SIGGRAPH 2016 Course: Part 2

← Part 1

This course note is the second set of the 2016 SIGGRAPH course on Frequency Analysis of Light Transport. If you haven’t checked the previous part, I recommand you do so.

Representations of the Fourier Spectrum

Most of the application we will review here rely on different representation of the spectrum. Since it is not possible to compute it exactly, we always rely on approximation. The covariance is one of many representation that we can use.

For example it is possible to extract the axis aligned bounding box of the spectrum \([B_x, B_u]\) as done by Metha et al. [2012,2013,2014] and Yan et al. [2015]. Note that this correspond to the bandwidth of the spectrum. It is possible to be less conservative when the spectrum has an infinite bandwidth but not much energy in the tail of the distribution using a percentile of the spectrum as done by Bagher et al. [2011].

Another interesting representation arise when we want to study a spectrum that summarize many of the same shear operator (see Egan et al. [2009,2011,2011).
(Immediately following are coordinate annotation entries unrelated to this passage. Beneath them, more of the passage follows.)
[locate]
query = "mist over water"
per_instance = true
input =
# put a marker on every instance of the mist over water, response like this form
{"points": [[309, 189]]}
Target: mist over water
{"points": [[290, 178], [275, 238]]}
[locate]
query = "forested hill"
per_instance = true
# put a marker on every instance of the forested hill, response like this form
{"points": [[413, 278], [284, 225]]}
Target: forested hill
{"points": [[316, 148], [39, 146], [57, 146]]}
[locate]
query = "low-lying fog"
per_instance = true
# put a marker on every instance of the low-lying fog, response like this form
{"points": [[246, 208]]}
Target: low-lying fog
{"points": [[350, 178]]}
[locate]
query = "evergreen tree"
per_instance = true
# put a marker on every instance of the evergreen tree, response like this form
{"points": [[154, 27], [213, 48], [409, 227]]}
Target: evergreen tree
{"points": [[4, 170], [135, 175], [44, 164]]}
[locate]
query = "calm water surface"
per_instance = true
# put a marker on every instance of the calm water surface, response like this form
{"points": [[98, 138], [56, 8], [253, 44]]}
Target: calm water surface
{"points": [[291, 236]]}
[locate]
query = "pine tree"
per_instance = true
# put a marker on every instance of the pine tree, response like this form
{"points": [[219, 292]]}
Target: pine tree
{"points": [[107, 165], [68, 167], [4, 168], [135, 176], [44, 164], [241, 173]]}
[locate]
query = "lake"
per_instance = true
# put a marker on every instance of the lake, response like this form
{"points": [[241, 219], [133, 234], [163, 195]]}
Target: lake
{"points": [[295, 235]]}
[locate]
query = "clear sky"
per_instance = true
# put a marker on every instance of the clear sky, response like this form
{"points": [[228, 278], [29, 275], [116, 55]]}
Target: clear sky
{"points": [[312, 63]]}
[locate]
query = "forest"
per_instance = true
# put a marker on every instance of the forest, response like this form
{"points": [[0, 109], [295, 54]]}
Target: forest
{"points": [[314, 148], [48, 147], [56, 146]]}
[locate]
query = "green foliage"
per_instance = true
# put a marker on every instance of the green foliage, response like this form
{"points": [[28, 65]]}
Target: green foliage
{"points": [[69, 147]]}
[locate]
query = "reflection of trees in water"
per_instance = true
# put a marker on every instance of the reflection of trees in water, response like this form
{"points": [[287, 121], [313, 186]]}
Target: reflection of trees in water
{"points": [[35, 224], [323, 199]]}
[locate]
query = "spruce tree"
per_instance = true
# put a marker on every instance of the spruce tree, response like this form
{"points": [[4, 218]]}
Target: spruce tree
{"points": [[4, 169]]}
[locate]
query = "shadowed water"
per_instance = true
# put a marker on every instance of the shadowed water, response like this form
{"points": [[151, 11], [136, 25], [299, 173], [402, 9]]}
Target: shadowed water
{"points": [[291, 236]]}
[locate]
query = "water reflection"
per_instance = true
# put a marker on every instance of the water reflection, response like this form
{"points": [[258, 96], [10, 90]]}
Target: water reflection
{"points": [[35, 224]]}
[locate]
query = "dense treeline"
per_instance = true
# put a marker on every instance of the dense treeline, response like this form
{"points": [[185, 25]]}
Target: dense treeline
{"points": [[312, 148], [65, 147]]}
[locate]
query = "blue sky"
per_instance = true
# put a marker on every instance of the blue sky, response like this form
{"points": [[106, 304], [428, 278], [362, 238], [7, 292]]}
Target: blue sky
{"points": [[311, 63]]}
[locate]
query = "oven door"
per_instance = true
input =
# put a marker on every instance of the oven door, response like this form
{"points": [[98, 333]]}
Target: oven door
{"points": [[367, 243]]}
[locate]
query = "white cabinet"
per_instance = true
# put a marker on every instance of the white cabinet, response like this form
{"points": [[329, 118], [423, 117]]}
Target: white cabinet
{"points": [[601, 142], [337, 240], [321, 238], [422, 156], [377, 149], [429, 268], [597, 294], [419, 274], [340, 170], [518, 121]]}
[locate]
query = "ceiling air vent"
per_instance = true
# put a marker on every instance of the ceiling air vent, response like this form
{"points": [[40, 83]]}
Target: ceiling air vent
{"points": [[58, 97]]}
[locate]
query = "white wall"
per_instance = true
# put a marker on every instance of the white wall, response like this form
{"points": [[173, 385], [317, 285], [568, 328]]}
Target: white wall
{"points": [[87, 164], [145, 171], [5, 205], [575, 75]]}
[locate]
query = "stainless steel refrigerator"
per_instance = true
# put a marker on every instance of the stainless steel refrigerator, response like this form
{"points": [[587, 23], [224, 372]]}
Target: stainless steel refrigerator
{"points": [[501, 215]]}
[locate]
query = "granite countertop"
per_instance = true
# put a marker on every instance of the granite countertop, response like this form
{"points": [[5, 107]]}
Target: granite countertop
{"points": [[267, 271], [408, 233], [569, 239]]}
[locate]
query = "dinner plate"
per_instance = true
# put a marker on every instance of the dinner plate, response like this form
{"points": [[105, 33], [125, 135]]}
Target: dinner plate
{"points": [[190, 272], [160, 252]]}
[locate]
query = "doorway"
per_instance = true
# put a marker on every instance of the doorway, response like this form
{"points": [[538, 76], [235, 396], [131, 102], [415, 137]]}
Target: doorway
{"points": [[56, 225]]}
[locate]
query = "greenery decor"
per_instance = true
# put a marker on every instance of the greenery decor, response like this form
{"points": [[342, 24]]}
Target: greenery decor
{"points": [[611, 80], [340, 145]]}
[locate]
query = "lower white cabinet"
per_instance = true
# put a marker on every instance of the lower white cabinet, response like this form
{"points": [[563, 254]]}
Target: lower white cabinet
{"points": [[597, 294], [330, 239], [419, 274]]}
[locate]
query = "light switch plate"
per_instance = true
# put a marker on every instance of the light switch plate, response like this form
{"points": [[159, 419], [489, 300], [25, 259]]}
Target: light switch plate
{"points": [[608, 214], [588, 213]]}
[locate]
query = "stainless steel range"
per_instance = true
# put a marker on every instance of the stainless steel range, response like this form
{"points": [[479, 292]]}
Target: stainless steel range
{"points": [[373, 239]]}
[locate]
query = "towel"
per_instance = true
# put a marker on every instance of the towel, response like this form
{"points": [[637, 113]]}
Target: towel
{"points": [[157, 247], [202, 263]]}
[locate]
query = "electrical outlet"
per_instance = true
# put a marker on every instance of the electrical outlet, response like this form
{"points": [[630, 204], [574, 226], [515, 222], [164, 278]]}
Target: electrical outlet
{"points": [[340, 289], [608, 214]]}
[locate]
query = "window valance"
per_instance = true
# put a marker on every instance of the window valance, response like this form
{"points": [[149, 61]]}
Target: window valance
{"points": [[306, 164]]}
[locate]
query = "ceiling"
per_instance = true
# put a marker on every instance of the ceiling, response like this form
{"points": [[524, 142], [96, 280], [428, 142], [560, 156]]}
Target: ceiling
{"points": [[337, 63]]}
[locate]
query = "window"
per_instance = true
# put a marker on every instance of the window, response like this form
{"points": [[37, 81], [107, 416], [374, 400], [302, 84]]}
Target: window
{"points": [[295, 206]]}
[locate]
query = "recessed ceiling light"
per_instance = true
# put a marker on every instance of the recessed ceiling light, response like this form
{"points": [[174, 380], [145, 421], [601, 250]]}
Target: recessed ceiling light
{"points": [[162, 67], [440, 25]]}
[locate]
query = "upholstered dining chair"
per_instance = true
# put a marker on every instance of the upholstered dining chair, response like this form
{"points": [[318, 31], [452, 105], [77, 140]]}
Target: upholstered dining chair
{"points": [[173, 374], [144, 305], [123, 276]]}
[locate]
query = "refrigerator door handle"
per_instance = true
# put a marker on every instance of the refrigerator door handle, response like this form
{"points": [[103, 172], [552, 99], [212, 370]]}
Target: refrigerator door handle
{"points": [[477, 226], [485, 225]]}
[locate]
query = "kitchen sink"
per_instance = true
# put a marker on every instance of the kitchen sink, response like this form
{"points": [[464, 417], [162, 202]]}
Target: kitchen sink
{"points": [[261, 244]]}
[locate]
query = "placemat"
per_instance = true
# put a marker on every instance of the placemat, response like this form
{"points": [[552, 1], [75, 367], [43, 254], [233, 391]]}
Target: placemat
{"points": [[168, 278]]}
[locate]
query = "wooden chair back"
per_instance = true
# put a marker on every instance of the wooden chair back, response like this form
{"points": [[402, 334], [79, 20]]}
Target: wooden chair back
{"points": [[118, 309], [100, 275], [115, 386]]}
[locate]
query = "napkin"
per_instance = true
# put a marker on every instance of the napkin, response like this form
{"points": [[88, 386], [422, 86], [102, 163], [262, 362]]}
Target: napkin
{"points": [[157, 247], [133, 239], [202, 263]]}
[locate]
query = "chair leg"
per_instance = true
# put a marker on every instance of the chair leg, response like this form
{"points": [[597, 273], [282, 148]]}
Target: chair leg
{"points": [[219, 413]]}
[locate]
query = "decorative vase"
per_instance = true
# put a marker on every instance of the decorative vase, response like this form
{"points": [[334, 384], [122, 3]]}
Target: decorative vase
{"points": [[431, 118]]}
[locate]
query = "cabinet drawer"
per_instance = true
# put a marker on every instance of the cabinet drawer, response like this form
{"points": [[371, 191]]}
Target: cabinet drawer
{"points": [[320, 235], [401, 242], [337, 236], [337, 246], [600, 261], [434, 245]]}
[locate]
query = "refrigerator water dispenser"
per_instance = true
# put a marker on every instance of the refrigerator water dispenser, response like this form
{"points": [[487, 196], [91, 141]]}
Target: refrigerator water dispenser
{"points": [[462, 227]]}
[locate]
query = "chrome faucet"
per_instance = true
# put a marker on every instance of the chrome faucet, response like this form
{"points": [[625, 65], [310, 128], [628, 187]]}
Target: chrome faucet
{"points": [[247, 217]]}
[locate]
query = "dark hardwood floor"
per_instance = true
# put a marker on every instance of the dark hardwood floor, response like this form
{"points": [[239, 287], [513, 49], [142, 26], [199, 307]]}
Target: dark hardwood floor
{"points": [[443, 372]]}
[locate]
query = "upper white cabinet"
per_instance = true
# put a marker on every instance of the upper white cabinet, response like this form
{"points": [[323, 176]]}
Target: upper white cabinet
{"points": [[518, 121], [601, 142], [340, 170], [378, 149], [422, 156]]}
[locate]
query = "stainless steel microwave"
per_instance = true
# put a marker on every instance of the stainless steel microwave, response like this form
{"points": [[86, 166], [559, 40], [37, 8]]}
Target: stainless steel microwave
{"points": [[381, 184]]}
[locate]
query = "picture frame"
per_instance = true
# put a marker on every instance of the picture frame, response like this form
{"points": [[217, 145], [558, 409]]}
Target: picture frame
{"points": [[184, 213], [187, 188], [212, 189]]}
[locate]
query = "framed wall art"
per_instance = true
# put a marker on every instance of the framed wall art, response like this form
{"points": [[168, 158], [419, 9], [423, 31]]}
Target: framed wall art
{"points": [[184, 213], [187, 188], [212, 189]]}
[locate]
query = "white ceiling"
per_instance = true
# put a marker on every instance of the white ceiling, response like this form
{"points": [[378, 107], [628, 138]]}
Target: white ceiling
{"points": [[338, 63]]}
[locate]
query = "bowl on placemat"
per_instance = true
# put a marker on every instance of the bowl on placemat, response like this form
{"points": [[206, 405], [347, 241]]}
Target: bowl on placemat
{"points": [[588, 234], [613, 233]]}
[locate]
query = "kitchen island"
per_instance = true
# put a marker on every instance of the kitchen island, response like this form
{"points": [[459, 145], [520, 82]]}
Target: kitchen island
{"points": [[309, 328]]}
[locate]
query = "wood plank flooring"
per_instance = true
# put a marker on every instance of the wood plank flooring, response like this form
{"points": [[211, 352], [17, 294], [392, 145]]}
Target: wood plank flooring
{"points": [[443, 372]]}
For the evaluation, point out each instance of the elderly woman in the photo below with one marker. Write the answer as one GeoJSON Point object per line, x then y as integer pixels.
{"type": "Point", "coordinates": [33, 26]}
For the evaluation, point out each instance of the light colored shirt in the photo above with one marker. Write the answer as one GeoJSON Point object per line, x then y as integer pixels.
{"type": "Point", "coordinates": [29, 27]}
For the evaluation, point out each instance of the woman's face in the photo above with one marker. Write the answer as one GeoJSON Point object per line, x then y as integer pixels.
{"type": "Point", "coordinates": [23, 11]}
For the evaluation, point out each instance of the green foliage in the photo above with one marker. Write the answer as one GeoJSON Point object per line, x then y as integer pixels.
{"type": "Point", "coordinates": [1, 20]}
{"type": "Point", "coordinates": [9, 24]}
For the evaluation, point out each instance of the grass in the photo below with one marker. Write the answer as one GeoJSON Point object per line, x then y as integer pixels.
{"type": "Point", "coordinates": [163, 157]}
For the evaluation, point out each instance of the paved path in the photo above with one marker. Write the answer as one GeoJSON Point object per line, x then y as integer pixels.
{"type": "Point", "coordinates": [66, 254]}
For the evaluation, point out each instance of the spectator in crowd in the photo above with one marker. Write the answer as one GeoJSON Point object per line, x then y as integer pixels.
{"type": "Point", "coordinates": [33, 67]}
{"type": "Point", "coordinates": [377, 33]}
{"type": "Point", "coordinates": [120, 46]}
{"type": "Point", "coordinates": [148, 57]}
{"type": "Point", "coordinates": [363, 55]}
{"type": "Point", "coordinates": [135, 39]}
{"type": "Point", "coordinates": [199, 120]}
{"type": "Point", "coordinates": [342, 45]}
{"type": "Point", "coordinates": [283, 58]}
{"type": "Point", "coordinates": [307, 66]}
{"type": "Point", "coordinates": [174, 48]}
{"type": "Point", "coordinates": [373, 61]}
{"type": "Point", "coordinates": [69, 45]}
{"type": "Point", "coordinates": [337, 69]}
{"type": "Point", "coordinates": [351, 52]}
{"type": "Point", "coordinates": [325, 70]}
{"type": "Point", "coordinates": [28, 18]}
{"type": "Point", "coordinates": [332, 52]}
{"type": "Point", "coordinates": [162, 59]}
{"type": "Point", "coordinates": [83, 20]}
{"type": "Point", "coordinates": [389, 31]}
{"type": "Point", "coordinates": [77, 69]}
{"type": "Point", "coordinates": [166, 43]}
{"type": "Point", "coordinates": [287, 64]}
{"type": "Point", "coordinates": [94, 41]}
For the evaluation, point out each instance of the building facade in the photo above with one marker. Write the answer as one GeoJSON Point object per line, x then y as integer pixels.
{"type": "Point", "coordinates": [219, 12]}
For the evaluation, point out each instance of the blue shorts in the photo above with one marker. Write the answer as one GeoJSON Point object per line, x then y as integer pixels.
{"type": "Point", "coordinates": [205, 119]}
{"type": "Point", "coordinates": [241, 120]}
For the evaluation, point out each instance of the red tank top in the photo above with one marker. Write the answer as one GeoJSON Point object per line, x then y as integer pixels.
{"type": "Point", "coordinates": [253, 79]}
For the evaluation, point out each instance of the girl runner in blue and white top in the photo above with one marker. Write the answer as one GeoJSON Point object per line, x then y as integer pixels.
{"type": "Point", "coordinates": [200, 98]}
For example blockers at different distance from us. The Fourier transform is then enclosed in a wedge shape defined by the min and max distance to the blockers.

Lastly, we can represent the spectrum using second order statistics such as the covariance matrix or its inverse known as the information matrix [Belcour et al. 2013].

I all those case, two methods are possible to determine the spectrum during rendering: either we can use a closed form method, or a tracing method. We will use a closed form method when the transport operators are known before hand (to study the last bounce with a BRDF assuming a directional light source for example). There, we determine the resulting spectrum by concatenating the operator and expressing them as a single expression. On the other hand, we will use the tracing method when the transport operators sequence is unknown (such as multiple bounces). There, we update the representation using the atomic operators as we perform rendering.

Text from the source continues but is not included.